Many businesses have contributed to these changes by investing their dollars into trendy restaurant and bar concepts; however, some of the shift the area is benefiting from is happening behind closed doors. While it may not be physically seen, the residents of Corpus Christi are most definitely benefiting from their commitment to rebuilding downtown.

One such business is the creative advertising agency, MDR. Since 1974, MDR occupied that quaint house on Santa Fe Street across from Sugarbakers. While they had been a long-time fixture in the neighborhood, their team finally reached a point where they outgrew their home. Stephen Rybak, owner and Chief Creative Officer, says, “After 45 years of building history there, it was a big and tough decision to move.” Rybak, having worked with MDR for 15 years, feels as though he grew up there in a way. “It felt comfortable and clients knew it well.”
So, when the time came to scout locations, Rybak knew MDR would benefit from downtown and its new energy. Plus, their brand could give back to downtown by adding the agency’s creative history to the
rebirth of the soul of our city. MDR now occupies the 11th floor of the Wilson Building located at 545 N. Upper Broadway. Rybak recalls that the Wilson building didn’t feel like the right fit, initially.

“In doing a little more research, we learned that the front of the building, where we are now, was the original Nixon Building – the original high-rise built in Corpus Christi in 1927,” he explains. He also considered buying and rehabbing a building downtown that would perhaps give MDR some street appeal, but some of the buildings were too sleek and didn’t feel like them.

The right fit was most important for the MDR team. Upon learning even more history about the Wilson Building, for instance uncovering the original list of tenants from the local library, tons of character started to emerge from the structure. At that point, the big move felt right. MDR did a complete demolition of their newly acquired space and now work in a creative, open concept environment.

“Our staff is young, and they expect different ways of working,” says Rybak. “The previous place was getting old, and it would have taken too much money to remodel it.”

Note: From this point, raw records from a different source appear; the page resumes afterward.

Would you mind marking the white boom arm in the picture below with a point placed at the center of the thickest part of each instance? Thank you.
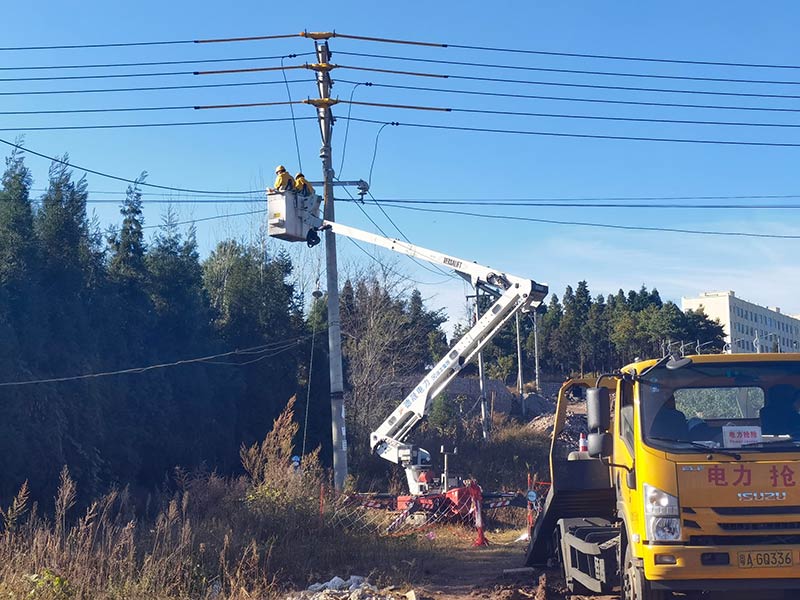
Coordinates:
(513, 294)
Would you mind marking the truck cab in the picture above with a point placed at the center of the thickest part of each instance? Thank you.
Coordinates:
(702, 456)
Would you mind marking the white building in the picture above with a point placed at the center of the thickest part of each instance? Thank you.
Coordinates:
(748, 326)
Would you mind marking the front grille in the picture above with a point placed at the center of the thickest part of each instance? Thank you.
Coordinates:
(759, 526)
(733, 511)
(743, 540)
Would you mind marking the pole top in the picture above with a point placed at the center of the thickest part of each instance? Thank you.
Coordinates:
(321, 102)
(318, 35)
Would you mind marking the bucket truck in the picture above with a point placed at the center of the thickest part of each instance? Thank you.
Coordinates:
(294, 218)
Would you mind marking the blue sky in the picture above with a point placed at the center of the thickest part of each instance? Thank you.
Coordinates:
(434, 164)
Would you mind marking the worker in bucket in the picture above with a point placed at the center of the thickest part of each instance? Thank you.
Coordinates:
(302, 186)
(283, 181)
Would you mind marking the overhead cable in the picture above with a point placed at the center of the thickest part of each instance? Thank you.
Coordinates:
(116, 177)
(152, 43)
(581, 135)
(149, 88)
(153, 64)
(411, 107)
(571, 54)
(605, 225)
(568, 71)
(514, 113)
(568, 98)
(505, 80)
(485, 204)
(275, 347)
(143, 125)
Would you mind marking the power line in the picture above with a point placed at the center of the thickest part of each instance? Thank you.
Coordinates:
(391, 270)
(604, 225)
(626, 58)
(103, 76)
(152, 63)
(571, 54)
(141, 125)
(150, 88)
(569, 71)
(408, 42)
(584, 135)
(93, 110)
(620, 87)
(214, 218)
(152, 43)
(484, 203)
(115, 177)
(573, 85)
(431, 269)
(279, 347)
(570, 99)
(385, 105)
(405, 237)
(513, 200)
(573, 116)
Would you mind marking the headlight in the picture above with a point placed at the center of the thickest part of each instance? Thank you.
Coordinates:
(662, 515)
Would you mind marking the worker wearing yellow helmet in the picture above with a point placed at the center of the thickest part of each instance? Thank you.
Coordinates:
(302, 186)
(283, 181)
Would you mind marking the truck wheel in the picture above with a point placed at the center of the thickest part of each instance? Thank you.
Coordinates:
(634, 585)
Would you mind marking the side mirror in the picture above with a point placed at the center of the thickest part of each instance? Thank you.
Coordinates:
(598, 409)
(601, 445)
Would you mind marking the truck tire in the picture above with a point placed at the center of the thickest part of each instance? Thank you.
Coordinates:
(634, 585)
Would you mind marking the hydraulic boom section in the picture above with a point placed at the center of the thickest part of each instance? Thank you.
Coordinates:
(512, 294)
(294, 218)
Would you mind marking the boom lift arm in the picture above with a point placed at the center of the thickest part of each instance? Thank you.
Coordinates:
(512, 294)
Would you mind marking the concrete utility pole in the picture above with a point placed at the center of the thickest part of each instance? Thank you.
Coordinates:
(536, 349)
(519, 368)
(338, 429)
(481, 374)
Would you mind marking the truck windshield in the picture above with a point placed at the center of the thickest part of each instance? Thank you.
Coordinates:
(743, 405)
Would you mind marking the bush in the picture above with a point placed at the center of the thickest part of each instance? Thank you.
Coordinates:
(208, 537)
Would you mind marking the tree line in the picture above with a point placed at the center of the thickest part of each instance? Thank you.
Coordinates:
(239, 338)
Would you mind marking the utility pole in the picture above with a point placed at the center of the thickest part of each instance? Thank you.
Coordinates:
(519, 369)
(338, 429)
(481, 374)
(536, 349)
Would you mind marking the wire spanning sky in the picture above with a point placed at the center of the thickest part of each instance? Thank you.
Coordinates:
(542, 135)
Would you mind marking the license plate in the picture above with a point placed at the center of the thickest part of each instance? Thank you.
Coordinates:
(765, 558)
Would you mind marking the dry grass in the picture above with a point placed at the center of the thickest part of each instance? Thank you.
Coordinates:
(209, 538)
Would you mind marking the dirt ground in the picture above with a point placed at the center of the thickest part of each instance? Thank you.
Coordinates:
(473, 573)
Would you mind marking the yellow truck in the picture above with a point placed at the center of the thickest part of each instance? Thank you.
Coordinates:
(691, 481)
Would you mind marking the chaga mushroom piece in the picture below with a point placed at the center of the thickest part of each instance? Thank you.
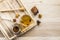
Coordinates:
(34, 10)
(38, 22)
(14, 20)
(40, 16)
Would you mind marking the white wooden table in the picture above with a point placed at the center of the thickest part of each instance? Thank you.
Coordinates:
(50, 22)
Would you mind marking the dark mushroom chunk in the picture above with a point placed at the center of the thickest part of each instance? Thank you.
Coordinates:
(14, 20)
(38, 22)
(16, 29)
(34, 10)
(40, 16)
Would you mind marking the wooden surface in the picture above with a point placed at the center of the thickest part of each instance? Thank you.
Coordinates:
(50, 22)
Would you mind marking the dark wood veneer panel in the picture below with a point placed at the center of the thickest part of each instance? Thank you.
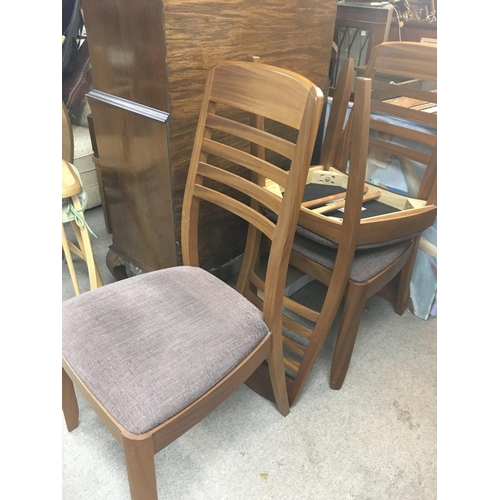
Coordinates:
(158, 53)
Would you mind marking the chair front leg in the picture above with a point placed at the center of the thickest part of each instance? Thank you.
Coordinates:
(405, 279)
(140, 460)
(70, 403)
(355, 299)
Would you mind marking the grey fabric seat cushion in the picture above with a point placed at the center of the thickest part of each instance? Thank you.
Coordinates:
(367, 263)
(150, 345)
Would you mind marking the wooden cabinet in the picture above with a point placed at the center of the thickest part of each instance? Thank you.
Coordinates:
(149, 61)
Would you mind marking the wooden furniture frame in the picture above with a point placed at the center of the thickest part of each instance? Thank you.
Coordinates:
(155, 54)
(358, 29)
(414, 214)
(235, 94)
(71, 188)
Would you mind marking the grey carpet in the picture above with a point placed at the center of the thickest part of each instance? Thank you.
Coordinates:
(374, 439)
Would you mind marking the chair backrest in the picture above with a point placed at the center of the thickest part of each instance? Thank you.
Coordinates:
(358, 29)
(403, 128)
(226, 170)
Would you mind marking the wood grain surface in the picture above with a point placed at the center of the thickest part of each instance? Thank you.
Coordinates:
(158, 54)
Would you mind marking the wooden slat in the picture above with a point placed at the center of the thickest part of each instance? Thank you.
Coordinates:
(404, 132)
(296, 327)
(291, 364)
(247, 160)
(298, 308)
(236, 207)
(263, 196)
(398, 90)
(269, 141)
(290, 304)
(405, 113)
(402, 151)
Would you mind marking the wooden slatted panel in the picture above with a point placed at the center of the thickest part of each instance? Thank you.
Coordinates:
(263, 196)
(405, 113)
(298, 308)
(237, 208)
(299, 329)
(247, 160)
(411, 154)
(290, 304)
(291, 364)
(394, 90)
(243, 131)
(404, 132)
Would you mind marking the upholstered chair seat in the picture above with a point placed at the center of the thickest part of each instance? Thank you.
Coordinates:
(172, 336)
(366, 264)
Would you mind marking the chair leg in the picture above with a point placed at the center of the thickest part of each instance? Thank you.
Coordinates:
(405, 279)
(278, 382)
(83, 238)
(69, 261)
(140, 460)
(70, 403)
(355, 299)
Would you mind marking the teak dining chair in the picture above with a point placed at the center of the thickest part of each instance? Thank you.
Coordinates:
(354, 253)
(155, 353)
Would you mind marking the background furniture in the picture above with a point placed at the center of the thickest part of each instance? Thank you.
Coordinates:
(149, 59)
(74, 202)
(153, 355)
(358, 28)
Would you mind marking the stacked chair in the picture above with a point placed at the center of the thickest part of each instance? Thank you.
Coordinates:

Not only has the move improved the way the MDR team works, but they also have access to many more amenities. If an employee wants to get away from the group and work in solitude for a couple of hours,

they can take their laptop and work from Green Light Coffee. Plus, there are plenty of new lunch options from which to choose.

Some of their clients took a little while to get used to the change. The street parking and one-ways can be hard to navigate, if you’re not used to it. All in all, it wound up being even more convenient for clients.
The highway is more accessible, making it easier to get to some of the main arteries of the city.
MDR feels confident in the direction downtown is going. With Alyssa Barrera, the new Executive Director of the Downtown Management District, bringing bounds of energy to all of the various improvement projects downtown, Rybak feels the city is in good hands.
The creative agency is looking forward to continuing to create magic for their clients in their new space and contributing to diversifying downtown’s economy.